Esta es la misión de la Iglesia, en continuidad con la misión de Jesús: al igual que Él ha de proclamar que “el Reino de Dios está cerca”. Cuando Dios no reina en el corazón del hombre es porque hay otro señor aposentado en él; señores que someten al hombre a la triple concupiscencia: la del corazón, la de los ojos y la soberbia de la vida. Sus frutos los conocemos: inmoralidad, injusticia y dominio del hombre sobre el hombre. Pero si Dios reina en el corazón del hombre todo cambia, pues los poderes que le someten son destruidos y el hombre es revestido de su nueva condición de hijo de Dios, vencedor del pecado y de la muerte. Así se especifica el poder dado por Jesús a su Iglesia: “Curad enfermos, resucitad muertos, limpiad leprosos, echad demonios”.

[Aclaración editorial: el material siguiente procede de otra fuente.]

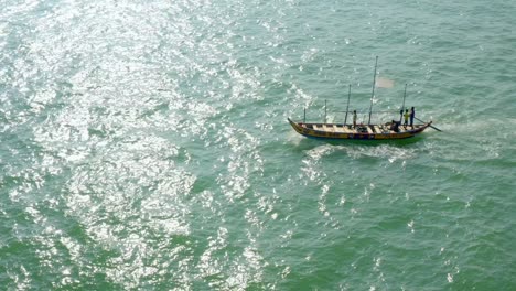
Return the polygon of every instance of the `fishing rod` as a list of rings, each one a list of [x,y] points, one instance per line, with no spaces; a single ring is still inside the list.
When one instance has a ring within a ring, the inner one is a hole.
[[[376,67],[378,66],[378,56],[376,56],[376,62],[375,62],[375,74],[373,75],[373,93],[370,95],[370,105],[369,105],[369,121],[367,121],[367,125],[370,126],[370,115],[373,114],[373,98],[375,98],[375,87],[376,87]]]
[[[344,118],[344,125],[347,125],[347,112],[350,112],[350,98],[351,98],[351,84],[350,84],[350,90],[347,91],[346,118]]]
[[[401,118],[404,117],[405,98],[406,97],[407,97],[407,84],[405,84],[404,104],[401,105],[401,110],[399,110],[399,123],[401,123]]]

“La señal de que el Reino de Dios ha llegado a vosotros es que los demonios se os someten y, en consecuencia, los ciegos ven, los leprosos son curados, los muertos resucitan y a los pobres se les anuncia el Reino”, dirá el Señor. Esto es lo que sucede en aquellos que lo acogen cuando el Evangelio es proclamado. El hombre, que está ciego porque no ve el amor de Dios en su historia —y por ello reniega, juzga y maldice— al recibir el evangelio de la vida puede “ver” la misericordia de Dios en su vida y bendecir al que antes maldecía.

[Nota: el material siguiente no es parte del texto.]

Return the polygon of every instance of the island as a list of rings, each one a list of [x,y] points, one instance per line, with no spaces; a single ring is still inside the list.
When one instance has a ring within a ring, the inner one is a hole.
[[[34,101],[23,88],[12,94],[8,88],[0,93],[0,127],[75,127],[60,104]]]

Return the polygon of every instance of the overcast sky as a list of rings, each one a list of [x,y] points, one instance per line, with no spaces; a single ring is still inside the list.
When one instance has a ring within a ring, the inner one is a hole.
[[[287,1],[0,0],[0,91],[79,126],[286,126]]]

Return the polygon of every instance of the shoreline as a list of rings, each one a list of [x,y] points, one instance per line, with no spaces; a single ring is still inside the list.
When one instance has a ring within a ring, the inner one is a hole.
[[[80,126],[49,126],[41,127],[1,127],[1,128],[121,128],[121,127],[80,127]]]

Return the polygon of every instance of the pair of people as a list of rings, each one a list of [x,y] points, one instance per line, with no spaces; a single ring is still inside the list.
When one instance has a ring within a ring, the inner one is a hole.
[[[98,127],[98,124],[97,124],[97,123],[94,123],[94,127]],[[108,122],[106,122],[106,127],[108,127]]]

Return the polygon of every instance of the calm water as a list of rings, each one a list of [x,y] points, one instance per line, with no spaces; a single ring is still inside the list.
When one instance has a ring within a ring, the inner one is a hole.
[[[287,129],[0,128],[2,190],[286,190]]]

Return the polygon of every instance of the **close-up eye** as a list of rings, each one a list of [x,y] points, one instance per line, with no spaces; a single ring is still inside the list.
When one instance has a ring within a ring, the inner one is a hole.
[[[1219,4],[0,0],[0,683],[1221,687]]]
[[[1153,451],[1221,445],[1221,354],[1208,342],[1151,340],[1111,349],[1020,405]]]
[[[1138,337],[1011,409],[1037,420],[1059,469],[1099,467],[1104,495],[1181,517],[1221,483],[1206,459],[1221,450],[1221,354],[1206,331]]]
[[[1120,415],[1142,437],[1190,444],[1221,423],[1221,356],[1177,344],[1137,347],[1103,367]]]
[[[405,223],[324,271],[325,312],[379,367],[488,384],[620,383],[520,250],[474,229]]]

El hombre, muerto en vida a causa de sus pecados, queda sanado cuando acepta la misericordia. Aquel que estaba muerto porque no tenía vida, sumido en la tristeza y la desesperación por encontrarse en un mundo absurdo y sin salida, halla la vida al abrazar la Palabra de vida. Y los pobres que viven sin esperanza son reconfortados porque se les proclama la inmensidad del amor de Dios que cubre la multitud de sus pecados —quedando bien entendido que los pobres de los que habla el evangelio no son los pobres sociológicos, sino los pobres de espíritu, de los que es el Reino de los cielos. En efecto, verdaderamente pobre es el pecador que reconoce su pecado, como el fariseo de la parábola, que por no tener, no tiene justificación siquiera. En cambio, el fariseo, lleno de sus obras, es inmensamente rico, como rico puede ser el pobre sociológico si está lleno de rencor, envidia y ambición. Y ya sabemos que es muy difícil para un rico el entrar en el Reino de Dios.

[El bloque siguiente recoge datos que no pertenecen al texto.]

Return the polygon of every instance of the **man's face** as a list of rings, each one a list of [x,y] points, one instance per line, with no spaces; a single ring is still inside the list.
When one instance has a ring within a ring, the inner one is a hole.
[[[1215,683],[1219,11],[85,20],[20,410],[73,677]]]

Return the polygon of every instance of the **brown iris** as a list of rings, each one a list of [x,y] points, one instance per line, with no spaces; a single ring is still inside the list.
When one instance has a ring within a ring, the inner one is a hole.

Otra lección podemos extraer de este evangelio. La misión de los discípulos es la misión misma de Cristo: hacer presente en el mundo la misericordia de Dios Padre. Y la cumple del mismo modo que la llevó a cabo Cristo, cabeza de la Iglesia: portador del amor hasta la entrega total de su vida. También la Iglesia, llamada al servicio de los hombres, está para dar vida al mundo, a costa de su propia vida si fuera preciso. No podemos olvidar nuestra misión en estos tiempos recios que nos ha tocado vivir. Es tiempo de resistencia al mundo avasallador y de sumisión a la voluntad de Dios. Solamente proclamando el evangelio de la verdad se podrá alumbrar la esperanza y llegará la paz al mundo.